To the dozens of African migrants drowning in the Gulf of Aden after their boat capsized, the approaching dhow must have seemed like a lifeline. It was -- but not for them.
Instead, the crew of the second boat ordered their own human cargo into the shark-infested waters and plucked only their smuggler colleagues out of the sea before heading back toward Somalia.
At least 107 of the Somali and Ethiopian migrants who had boarded the boats in Puntland in Somalia drowned and were buried near the beach on Yemen's coast.
Ron Redmond, a spokesman for the UN High Commissioner for Refugees in Geneva, said on Friday that the Yemeni coast guard, which arrived at the scene several hours after the first boat capsized on Monday, had saved about 40 people.
Initially, it was thought that 30 people had died. But after piecing together information from survivors, UN officials realized the death toll was far higher -- and the circumstances more cruel.

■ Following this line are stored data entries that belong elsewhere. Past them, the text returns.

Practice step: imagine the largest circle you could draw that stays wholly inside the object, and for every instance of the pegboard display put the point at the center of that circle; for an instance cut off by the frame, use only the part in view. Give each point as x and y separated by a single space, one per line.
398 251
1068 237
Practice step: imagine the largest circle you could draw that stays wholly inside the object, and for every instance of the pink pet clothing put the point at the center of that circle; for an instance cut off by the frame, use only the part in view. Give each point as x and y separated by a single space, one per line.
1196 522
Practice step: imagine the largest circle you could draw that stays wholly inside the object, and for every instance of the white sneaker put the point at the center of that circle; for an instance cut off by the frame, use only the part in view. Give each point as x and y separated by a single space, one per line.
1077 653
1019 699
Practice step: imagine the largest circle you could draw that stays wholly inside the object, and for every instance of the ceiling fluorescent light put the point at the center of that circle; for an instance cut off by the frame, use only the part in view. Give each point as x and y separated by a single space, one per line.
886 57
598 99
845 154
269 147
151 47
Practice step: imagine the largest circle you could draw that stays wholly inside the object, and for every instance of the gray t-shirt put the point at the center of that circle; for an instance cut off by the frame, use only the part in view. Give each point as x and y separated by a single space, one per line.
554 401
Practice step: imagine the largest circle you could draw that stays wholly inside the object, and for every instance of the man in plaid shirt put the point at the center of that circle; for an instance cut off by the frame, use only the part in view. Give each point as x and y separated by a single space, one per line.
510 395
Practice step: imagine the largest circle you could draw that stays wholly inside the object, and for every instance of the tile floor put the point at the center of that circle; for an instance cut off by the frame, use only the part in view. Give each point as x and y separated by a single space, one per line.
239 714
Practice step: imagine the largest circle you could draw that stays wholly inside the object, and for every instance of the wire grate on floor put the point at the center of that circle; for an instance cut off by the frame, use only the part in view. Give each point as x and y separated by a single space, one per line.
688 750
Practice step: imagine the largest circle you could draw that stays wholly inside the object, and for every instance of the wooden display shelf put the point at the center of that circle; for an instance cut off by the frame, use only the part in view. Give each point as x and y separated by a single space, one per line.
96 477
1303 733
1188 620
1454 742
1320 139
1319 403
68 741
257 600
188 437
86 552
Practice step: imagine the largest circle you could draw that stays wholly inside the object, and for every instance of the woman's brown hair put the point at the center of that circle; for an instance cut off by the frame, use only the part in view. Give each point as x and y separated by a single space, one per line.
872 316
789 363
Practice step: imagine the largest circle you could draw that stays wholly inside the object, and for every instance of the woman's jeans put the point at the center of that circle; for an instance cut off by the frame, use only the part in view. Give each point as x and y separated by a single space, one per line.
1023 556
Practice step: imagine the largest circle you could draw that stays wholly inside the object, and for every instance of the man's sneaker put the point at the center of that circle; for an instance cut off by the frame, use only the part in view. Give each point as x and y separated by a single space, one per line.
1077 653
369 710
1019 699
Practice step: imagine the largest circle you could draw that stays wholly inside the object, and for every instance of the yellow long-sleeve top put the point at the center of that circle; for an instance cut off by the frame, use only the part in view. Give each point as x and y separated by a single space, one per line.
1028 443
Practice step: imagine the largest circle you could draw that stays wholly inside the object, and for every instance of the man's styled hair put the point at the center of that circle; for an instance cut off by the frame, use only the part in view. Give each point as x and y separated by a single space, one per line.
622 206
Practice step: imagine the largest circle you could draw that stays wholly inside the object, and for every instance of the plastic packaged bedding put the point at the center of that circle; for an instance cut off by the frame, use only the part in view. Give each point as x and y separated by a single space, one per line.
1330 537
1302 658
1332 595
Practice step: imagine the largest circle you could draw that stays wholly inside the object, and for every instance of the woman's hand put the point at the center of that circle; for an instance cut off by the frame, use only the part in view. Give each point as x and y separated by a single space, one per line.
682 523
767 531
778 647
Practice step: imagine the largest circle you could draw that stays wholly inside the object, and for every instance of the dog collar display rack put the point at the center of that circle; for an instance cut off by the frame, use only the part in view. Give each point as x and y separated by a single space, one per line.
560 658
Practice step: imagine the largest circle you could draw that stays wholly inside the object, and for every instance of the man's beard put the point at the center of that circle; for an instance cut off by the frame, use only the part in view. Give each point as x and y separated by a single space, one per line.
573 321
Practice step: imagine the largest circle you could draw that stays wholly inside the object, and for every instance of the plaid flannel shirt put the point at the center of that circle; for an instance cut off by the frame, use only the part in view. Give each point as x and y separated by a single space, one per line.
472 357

"It seems that there were four smuggling boats that set off together," Redmond said. "When one capsized, a second boat threw its migrants overboard and saved the smugglers. The other two boats made it to Yemen where they offloaded their passengers."
The tragedy highlights the danger, cruelty and scale of the people smuggling operation in the Horn of Africa. Last year the UN recorded 27,000 people, mainly Ethiopians and Somalis, arriving in Yemen after crossing the Gulf of Aden.
Some were asylum seekers fleeing insecurity in Somalia, but most were economic migrants with dreams of finding work in Saudi Arabia and elsewhere in the Middle East. Yemen is seen as a soft target as it gives Somalis refugee status. Smugglers charge between US$40 and US$100.
More than 300 migrants are known to have died at sea last year, but the true toll may be far higher, as the UN and Yemeni authorities are often not told of accidents.
The Somali people smugglers have always had a reputation for cruelty, but it seems they have become even more ruthless.
William Lorenz, of the International Organization for Migration said he had heard about an Ethiopian boy who was the only survivor on one dhow.
"The only reason he was not thrown overboard when the boat ran into trouble was because the smugglers needed him to bail out water."